My Thoughts On Race

I sometimes think of myself as a pseudo-Southerner because I grew up in the city of New Orleans. While it’s in the very Southern state of Louisiana, we are often set apart in our ideals. It’s been that way throughout history. However, there is one thing that we didn’t escape here as a part of the Confederacy during the Civil War: slavery. In fact, not only were there slaves here in the city where a lot of plantation owners owned additional homes, but this is and always has been a port city. One of the commodities brought here was slaves. This city is where planters would come to see the latest group, fresh off the boat. It is part of our history, despite its inherent wrongness. I cannot change that, nor do I sweep it under the rug.

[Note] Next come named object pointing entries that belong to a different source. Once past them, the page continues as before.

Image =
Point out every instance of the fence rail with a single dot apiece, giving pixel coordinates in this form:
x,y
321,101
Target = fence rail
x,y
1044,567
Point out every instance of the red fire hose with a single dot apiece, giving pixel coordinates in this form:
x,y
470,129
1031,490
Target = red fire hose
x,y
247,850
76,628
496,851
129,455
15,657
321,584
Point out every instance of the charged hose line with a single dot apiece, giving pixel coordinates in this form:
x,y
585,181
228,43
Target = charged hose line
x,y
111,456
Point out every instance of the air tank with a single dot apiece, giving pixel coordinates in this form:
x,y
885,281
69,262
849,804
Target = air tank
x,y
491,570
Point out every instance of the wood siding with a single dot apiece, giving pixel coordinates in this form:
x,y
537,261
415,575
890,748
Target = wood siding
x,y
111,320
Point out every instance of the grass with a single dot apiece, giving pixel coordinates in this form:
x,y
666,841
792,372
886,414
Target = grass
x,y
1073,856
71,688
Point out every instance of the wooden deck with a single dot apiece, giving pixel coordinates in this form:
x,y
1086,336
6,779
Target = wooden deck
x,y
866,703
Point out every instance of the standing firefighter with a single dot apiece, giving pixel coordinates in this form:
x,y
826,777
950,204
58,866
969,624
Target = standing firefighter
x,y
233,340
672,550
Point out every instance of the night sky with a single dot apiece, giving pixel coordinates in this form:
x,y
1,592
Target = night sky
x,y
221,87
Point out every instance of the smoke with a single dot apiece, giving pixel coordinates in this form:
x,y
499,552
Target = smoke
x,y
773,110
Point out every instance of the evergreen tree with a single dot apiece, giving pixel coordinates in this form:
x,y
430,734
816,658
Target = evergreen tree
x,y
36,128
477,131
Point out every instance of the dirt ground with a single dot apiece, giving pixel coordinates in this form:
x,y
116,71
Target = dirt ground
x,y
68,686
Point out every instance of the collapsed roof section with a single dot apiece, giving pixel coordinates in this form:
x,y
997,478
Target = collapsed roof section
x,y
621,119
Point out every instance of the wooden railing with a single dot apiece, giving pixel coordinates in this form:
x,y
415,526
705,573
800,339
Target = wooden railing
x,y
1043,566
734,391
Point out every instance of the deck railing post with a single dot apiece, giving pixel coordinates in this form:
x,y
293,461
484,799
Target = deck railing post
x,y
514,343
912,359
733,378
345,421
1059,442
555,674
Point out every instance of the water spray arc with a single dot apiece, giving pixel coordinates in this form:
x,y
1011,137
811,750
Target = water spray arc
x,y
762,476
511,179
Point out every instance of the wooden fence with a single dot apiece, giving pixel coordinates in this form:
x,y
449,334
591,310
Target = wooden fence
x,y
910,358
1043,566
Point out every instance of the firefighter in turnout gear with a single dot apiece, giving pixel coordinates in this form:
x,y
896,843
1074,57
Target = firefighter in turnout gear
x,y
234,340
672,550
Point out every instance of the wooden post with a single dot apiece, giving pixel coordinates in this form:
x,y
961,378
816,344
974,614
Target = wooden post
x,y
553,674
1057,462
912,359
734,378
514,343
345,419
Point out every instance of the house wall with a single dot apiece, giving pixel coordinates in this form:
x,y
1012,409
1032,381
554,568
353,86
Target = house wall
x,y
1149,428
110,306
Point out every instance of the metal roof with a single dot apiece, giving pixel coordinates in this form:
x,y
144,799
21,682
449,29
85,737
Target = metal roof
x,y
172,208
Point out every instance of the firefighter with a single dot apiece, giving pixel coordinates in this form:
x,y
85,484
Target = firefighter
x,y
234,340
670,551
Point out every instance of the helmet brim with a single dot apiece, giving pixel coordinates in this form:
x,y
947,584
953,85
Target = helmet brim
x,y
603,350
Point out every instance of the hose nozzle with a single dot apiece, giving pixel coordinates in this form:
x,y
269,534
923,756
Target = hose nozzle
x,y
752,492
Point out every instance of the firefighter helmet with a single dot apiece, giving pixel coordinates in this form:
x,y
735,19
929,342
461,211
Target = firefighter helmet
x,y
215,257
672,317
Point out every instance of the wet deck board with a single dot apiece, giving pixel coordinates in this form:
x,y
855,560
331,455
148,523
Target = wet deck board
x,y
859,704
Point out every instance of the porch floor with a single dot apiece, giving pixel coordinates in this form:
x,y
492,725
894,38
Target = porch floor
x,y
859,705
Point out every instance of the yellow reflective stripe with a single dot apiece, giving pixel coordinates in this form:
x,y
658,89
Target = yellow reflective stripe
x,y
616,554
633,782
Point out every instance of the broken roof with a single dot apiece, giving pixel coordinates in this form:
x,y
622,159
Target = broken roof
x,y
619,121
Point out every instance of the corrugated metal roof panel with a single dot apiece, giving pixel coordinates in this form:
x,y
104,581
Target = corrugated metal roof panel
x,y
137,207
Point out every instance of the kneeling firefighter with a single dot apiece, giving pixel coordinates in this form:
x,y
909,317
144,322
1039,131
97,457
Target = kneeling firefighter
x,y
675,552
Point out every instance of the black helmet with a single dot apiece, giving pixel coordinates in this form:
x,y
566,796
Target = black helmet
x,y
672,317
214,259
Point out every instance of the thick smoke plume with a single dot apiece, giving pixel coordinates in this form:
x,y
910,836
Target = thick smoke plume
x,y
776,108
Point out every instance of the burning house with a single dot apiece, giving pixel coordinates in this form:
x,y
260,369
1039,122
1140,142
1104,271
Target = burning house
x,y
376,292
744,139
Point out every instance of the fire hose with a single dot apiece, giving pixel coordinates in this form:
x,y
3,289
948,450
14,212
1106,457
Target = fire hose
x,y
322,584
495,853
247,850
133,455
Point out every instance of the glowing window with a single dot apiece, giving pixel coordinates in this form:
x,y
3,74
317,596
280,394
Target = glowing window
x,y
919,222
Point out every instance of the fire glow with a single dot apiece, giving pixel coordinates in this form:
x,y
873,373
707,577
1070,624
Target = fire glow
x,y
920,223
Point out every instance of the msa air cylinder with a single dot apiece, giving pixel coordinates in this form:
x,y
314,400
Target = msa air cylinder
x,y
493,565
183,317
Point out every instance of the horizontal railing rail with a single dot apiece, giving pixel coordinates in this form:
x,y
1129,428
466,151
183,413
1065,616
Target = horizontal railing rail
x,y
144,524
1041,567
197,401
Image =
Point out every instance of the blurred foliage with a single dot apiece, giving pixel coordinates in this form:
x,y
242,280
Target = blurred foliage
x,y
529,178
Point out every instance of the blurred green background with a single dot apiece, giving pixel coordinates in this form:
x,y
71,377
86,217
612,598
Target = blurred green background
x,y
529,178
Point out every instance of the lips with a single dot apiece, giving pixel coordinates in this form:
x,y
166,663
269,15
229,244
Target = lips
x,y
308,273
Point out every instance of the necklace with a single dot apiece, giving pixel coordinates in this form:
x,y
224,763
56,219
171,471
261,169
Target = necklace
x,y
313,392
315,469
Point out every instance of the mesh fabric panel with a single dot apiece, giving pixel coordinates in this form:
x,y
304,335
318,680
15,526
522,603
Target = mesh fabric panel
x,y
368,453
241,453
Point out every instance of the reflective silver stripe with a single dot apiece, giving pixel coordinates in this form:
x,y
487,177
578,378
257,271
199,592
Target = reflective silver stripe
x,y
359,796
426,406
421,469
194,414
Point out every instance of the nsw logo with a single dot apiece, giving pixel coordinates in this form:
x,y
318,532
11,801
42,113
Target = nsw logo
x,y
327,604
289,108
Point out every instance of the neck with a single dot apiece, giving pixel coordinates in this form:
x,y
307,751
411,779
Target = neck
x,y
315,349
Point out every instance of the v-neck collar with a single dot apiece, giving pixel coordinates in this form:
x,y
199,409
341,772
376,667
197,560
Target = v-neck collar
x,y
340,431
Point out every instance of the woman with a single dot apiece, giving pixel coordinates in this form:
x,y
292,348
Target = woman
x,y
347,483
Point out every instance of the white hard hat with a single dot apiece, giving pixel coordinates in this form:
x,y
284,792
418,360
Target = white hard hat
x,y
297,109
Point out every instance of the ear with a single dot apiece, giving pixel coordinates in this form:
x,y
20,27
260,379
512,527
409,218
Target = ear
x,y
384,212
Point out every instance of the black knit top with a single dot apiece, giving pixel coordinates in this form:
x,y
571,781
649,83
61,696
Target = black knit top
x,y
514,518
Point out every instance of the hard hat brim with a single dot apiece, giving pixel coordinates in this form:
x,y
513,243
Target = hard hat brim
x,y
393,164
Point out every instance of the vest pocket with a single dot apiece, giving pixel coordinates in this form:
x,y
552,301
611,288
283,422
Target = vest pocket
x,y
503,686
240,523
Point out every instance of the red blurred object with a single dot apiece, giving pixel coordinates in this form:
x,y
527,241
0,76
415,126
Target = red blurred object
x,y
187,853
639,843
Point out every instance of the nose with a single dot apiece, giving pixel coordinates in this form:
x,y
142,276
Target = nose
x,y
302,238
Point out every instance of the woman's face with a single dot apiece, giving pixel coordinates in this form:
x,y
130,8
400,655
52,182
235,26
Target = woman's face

I acknowledge that to this day, in the still early days of the 21st century, racism still exists. Though I do my best to be embracing of all races, I know what racism looks like. I had a grandfather who was racist. Not to the extent of being a member of the KKK or anything, but racism is racism. There aren’t levels.  I’ve done my best to distance myself from that familial racism, though I know I’ve failed plenty of times. The thing is, in this current political climate, I feel like something is wrong with me because I am white. I don’t think I’m better than anyone else. I have a lot of black co-workers at my part time job whose company I enjoy (except when they get a bit raunchy), but I feel like the attitude is that that’s not enough. I feel like those who are members of Black Lives Matter would expect me to make some sort of sacrifice simply because I’m white. A little more than a year ago, a higher position became available at the theatre where I work. I wanted to apply for it, but they never advertised for it. Instead, they hired a co-worker of mine who happens to be black. I was bummed at first, not because they hired a black man, but because I am searching for a way out of my current full time job that I really don’t like. It was disheartening to me for another door to be closed. When I got over that feeling, I realized that he was the best person for the job because he was one of us. He’s one of the family and he knows how things work and we know how he works and we don’t have to learn how to get along with someone from the outside. He is also the third person to fill that position since I started and you know what? He’s the best we’ve had so far. He makes us work hard, but he also stands by us when there’s a problem. Plus I think it’s hilarious that he’s a closet ABBA fan. Lol

It makes me sick to see neo-nazis and other white supremacists doing things like they did August 11th and 12th. I personally don’t think that people’s minds will be changed if monuments to dead people are removed, but neither do I think that inciting violence around the removal of these statues is going to get us anywhere. Violence is never the answer, no matter what the question is. So how do we fix this? One thing I’d like to see at plantations across the South which are open to the public for tours is more black tour guides. If the white tour guides are flouncing around in giant hoop skirts, dress the black tour guides like slaves. Have the tours be all inclusive. Teach not only about life in the big house, but life out in the fields and in the small cabins where the lives of slaves played out. If you want people to know how bad it was, teach them!!

As for what to do to help erase the feelings of white supremacy that exists, start young and give kids of all races a sense of identity and purpose. This comes from an interview with a reformed white nationalist, Christian Picciolini, whose interview I recently heard.

I think ultimately people become extremists not necessarily because of the ideology. I think that the ideology is simply a vehicle to be violent. I believe that people become radicalized, or extremist, because they’re searching for three very fundamental human needs: identity, community and a sense of purpose.

If underneath that fundamental search is something that’s broken — I call them potholes — is there abuse or trauma or mental illness or addiction? In my case, many years ago, it was abandonment. I felt abandoned, and that led me to this community. But what happens is, because there are so many marginalized young people, so many disenfranchised young people today with not a lot to believe in, with not a lot of hope, they tend to search for very simple black-and-white answers.

People can be whatever race, ethnicity, religion, etc. of whatever place you come from, but a sense of community should happen with the people around us. Neighbors knowing neighbors. Looking out for one another. Everyone helping to protect the kids. Put technology aside and interact. Doesn’t matter if you’re black or white; Christian or Muslim; old or young; able-bodied or disabled; we need to be individuals together. Include, don’t exclude.

The only way we will overcome any of this is with engagement and interaction with one another as human beings.